My mom. She actually forced me onto birth control--took me to planned parenthood then ensured I took the pills daily-- while I was a freshman in college "in case I got raped". I did not have a boyfriend and had no interest in being sexually active at the time.


----------



## dogmom327 (Apr 19, 2007)

Quote:


> Originally Posted by *2lilsweetfoxes*
> 
> My mom. She actually forced me onto birth control--took me to planned parenthood then ensured I took the pills daily-- while I was a freshman in college "in case I got raped". I did not have a boyfriend and had no interest in being sexually active at the time.


Oh wow. I'm speechless...


----------



## Annie Mac (Dec 30, 2009)

Quote:


> Originally Posted by *philomom*
> 
> Um, wow. Is he trying to say that every fertile woman in America should be using birth control all the time just in case they get raped? Do people really think this way?


I heard a segment on the radio a while back about Central American women who were making their way across the U.S. border. Although many of them live in Catholic countries where birth control is not widely available or accepted, it is not uncommon for these women to get the Depo Provera shot before making their journey, simply because it is so likely they will get raped. There are priests who are sympathetic to their plight and despite their religious convictions, help the woman find someone to administer the shot. It's an extreme case, I know.

Sounds like Pete DeGraf is a real idiot. And frightening that he holds public office.


----------



## shantimama (Mar 11, 2002)

That kind of thinking is wrong and offensive on so many levels


----------



## asraidevin (Jul 30, 2010)

I think its offensive to compare any unwanted pregnacy to a flat tire.

Baby insurance for if your birth control fails ...


----------



## Katwoman (Apr 15, 2004)

It kind of makes me wonder if he's mentally "all there". I mean, seriously, how does that even correlate in this mind?
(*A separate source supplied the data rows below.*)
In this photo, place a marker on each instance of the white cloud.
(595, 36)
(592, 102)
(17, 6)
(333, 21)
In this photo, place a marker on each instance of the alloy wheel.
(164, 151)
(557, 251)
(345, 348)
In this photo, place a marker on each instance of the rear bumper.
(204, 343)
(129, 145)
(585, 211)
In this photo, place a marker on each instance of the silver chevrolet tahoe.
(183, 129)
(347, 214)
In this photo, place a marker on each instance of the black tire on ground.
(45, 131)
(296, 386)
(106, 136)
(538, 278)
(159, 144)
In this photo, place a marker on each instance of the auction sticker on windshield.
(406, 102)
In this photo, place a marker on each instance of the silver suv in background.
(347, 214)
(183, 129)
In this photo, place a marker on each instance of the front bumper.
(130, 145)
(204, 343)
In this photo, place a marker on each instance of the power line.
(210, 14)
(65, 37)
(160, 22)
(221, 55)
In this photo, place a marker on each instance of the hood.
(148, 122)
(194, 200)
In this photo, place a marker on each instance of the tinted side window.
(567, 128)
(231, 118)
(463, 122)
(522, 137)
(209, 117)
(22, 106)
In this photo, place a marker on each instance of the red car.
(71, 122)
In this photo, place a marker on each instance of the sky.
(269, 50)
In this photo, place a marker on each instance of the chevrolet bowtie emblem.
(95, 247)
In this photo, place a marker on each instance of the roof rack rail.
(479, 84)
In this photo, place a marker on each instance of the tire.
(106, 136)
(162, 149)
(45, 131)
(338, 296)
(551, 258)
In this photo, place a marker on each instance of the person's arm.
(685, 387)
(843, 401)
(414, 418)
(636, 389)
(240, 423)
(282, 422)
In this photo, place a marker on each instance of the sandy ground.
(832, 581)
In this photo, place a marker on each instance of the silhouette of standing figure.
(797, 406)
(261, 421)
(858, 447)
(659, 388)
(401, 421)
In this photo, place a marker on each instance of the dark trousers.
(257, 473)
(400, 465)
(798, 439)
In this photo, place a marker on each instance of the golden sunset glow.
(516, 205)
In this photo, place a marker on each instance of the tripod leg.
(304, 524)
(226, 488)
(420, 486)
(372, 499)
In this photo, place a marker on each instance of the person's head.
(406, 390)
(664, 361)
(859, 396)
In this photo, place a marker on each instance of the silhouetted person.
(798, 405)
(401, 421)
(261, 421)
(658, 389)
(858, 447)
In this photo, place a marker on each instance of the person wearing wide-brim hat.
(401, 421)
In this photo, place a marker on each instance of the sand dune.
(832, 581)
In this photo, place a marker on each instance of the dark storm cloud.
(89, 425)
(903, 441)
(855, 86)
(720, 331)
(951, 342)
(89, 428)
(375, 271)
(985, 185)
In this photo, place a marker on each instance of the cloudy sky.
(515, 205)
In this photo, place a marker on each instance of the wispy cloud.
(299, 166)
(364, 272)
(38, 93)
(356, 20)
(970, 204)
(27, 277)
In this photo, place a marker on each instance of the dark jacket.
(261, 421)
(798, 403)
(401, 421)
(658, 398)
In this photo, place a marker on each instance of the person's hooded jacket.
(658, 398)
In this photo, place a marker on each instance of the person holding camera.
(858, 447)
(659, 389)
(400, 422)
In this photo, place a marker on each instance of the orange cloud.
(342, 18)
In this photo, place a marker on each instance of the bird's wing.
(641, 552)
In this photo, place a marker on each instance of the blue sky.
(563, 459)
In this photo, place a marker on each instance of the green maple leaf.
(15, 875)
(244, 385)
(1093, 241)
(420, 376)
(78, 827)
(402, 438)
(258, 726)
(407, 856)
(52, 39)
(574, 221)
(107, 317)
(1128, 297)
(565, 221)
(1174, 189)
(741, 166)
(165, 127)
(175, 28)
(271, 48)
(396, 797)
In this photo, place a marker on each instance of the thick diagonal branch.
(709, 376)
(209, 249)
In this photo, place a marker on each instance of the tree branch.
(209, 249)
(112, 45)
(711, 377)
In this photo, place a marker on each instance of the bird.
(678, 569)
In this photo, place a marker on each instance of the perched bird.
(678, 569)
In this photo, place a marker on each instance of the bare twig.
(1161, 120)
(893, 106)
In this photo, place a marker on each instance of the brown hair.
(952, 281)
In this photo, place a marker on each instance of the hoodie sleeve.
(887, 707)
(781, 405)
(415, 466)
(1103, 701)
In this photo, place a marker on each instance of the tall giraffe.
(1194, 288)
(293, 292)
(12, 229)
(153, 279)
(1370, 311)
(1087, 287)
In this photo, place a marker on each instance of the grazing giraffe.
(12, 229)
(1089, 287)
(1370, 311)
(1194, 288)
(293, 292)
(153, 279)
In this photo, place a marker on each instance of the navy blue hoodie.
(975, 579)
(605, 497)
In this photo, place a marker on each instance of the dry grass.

It had to be a dark and scary path from one to the other.......


----------



## ZombieMama (May 5, 2011)

Comparing a woman's body and body autonomy to what amounts to a piece of property is wrong.

Here's an idea: instead of trying to get women to "be prepared for rape" how about getting men to STOP RAPING??


----------



## GoBecGo (May 14, 2008)

Though attitudes are hopefully changing, a lot of (especially older) people still basically think intercourse (consensual or otherwise) is what a vagina is for, and owning a vagina should be accepted as a big signpost saying "stick it in here".


----------